Le 04/05/13 17:02, Howard Hinnant a écrit :
> On May 4, 2013, at 9:56 AM, Vicente J. Botet Escriba <vicente.botet_at_[hidden]> wrote:
>
>> 5. I'm not sure the date YMD class doesn't include meta data (Howard
>> could you clarify your point here)
> I've left that question open. However if I had to make a decision today, I would say definitely not. That aspect of my 2011 paper was almost universally disliked. There are more ways to explore for getting the same or similar functionality. Or simply dropping that functionality is a consideration.
>
>> * *Do we need to make the separation between absolute and relative
>> dates?* IMO, yes. While relative dates are powerful they incur on
>> unwanted overhead when absolute dates are needed.
> I can guess what you mean by relative and absolute dates, but I'd rather not. Can you briefly describe what these types of dates are?
>
>
The date class of your proposal is what I call a relative date, as it
contains meta-data as last day of the month, 2nd sunday of month, ...
Arithmetic on relative dates is often quite powerful. We could call them
contextual dates or a better name if you find it.
What I call an absolute date is a date that has no meta-data, it defines
exactly a date without a context.

28/feb/2013 is an absolute date while last/feb/2013 is a
relative/contextual date.

Taking one of examples in your original proposal

// Print Feb. 28 for each year in the decade
for (date d = feb/day(28)/2010, e = feb/day(28)/2020; d != e; d += years(1))
     std::cout << d << '\n';

// Print the last day in Feb. for each year in the decade
for (*rel_**date* d = feb/*last*/2010,*date* e = feb/*last*/2020; d != e; d += years(1))
     std::cout << d << '\n';

rel_date implicitly converts to date of course, so that the comparison
works as expected, the opposite not been true.

So the following is valid

   date dt = feb/last/2020;

It is also true that this implicit conversion could result in surprising
behavior (as usual)

// Print Feb. 28 and notthe last day in Feb. for each year in the decade
for (***date* d = feb/*last*/2010, e = feb/*last*/2020; d != e; d += years(1))
     std::cout << d << '\n';

Maybe this implicit conversion should be explicit.

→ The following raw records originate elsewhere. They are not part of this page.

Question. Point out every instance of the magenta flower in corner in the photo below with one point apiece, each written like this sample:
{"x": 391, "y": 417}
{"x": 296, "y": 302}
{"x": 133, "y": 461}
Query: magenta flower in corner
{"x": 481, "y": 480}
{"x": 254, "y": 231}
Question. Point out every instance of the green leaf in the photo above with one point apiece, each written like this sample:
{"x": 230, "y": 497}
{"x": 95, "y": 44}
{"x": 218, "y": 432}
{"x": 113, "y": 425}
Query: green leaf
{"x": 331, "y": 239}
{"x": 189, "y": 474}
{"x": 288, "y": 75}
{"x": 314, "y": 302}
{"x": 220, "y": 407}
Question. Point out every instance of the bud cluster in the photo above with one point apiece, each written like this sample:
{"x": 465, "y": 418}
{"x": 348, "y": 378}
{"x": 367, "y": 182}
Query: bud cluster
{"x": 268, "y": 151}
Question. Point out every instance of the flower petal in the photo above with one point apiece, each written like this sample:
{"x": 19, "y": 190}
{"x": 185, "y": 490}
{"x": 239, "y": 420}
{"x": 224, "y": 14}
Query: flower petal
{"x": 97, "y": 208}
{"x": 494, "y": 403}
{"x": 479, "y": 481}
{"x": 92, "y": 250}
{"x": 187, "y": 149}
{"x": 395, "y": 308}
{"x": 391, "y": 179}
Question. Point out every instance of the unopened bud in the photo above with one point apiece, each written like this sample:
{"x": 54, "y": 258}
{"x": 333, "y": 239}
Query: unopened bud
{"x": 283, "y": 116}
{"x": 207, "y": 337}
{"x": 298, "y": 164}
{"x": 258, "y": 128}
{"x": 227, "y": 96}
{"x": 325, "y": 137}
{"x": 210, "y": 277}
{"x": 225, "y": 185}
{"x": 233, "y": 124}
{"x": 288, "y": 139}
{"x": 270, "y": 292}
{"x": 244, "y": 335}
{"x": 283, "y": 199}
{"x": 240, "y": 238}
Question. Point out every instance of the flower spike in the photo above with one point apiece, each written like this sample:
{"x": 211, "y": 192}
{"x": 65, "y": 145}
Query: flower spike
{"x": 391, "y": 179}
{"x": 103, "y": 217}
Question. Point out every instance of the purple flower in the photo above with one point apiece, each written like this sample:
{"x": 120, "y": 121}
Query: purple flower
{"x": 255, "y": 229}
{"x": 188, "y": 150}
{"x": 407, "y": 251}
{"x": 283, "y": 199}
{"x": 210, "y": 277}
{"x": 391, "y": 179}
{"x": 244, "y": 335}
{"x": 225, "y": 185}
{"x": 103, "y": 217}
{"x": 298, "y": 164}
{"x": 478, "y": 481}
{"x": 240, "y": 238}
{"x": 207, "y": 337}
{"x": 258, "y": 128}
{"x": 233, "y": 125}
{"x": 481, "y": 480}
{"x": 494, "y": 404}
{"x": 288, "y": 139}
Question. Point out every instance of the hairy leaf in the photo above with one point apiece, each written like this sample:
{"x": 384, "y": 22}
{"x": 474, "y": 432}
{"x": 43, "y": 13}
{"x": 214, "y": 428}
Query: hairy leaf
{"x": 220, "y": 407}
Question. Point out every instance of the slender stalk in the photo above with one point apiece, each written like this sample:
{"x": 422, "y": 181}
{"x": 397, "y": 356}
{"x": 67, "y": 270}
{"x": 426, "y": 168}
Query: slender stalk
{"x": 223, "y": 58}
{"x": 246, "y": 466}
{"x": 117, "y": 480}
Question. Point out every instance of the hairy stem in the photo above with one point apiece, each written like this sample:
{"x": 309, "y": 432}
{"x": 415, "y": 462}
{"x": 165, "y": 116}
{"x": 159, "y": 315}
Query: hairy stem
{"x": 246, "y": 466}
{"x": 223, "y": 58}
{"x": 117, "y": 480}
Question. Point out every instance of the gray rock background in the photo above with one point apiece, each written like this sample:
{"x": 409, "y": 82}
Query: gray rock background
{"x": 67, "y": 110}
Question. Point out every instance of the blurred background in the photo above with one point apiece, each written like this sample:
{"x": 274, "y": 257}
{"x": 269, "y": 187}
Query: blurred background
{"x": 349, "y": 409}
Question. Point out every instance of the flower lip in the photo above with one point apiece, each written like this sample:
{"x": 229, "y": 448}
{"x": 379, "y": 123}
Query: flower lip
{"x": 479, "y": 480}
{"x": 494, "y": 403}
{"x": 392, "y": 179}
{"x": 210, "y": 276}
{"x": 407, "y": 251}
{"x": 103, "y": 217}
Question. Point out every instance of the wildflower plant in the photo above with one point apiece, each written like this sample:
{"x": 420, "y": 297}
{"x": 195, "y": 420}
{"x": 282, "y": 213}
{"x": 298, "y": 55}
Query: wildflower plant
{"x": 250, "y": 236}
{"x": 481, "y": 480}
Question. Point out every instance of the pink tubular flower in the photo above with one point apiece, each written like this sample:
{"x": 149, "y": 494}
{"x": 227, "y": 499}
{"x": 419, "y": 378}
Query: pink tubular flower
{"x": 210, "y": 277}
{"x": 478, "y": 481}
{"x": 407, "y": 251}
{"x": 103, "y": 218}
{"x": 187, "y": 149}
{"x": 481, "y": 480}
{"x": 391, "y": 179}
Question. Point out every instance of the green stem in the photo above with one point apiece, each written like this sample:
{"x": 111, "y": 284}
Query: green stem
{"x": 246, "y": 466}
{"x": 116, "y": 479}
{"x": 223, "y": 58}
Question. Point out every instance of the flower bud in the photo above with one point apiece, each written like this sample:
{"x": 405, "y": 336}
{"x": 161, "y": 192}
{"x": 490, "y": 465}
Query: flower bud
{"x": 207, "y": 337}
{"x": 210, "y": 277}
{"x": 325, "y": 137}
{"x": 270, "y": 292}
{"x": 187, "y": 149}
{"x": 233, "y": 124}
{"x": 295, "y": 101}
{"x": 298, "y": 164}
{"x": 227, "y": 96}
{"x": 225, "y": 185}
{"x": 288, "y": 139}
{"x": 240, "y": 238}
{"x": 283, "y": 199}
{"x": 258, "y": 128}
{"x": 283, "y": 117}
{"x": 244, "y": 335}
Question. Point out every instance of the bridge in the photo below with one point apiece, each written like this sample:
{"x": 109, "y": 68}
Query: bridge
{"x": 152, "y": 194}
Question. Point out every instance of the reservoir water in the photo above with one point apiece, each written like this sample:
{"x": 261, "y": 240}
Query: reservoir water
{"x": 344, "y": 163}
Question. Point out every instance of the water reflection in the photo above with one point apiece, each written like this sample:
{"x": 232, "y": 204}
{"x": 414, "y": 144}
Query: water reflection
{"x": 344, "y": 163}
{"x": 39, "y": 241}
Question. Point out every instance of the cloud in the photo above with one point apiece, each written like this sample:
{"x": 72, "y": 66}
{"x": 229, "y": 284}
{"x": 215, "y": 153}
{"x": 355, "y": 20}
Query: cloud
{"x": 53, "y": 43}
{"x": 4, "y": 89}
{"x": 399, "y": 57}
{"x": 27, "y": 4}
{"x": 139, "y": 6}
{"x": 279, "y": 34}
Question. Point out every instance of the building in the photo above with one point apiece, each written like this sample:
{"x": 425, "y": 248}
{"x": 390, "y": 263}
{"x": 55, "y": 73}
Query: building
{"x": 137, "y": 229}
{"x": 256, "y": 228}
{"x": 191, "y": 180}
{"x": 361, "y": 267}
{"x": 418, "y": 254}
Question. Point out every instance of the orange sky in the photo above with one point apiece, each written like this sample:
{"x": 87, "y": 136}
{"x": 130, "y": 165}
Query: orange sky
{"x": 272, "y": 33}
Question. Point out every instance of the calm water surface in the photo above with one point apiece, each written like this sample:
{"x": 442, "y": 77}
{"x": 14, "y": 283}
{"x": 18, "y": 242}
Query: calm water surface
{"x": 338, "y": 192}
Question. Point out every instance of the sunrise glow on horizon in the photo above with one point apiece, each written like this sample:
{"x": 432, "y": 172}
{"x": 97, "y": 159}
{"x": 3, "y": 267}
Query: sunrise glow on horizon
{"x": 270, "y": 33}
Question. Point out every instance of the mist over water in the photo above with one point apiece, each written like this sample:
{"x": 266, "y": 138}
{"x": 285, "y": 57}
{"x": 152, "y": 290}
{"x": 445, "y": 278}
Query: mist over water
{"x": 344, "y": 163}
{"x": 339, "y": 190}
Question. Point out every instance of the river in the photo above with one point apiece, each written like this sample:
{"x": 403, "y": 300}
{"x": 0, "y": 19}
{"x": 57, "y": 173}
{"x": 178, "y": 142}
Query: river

In your proposal, day arithmetic didn't satisfied the following

   assert((aug/last/2011 - day(1) + day(1)) == aug/last/2011);

IMO this was because there was only a date class, that needed to store
the absolute date and the meta-data, and using more meta-data on a
general date class was not an option. If we have two separated classes,
the relative_date could contain more meta-data and so be able to satisfy
the preceding assertion. Of course this is only a possibility and we
don't need to have a design that preserves the assertion.

There is last point about relative/contextual dates. How relative dates
compare. IMO, the meta-data should be part of the comparison.

IMO, a date library should provide both, with no additional performance
cost when working with absolute dates.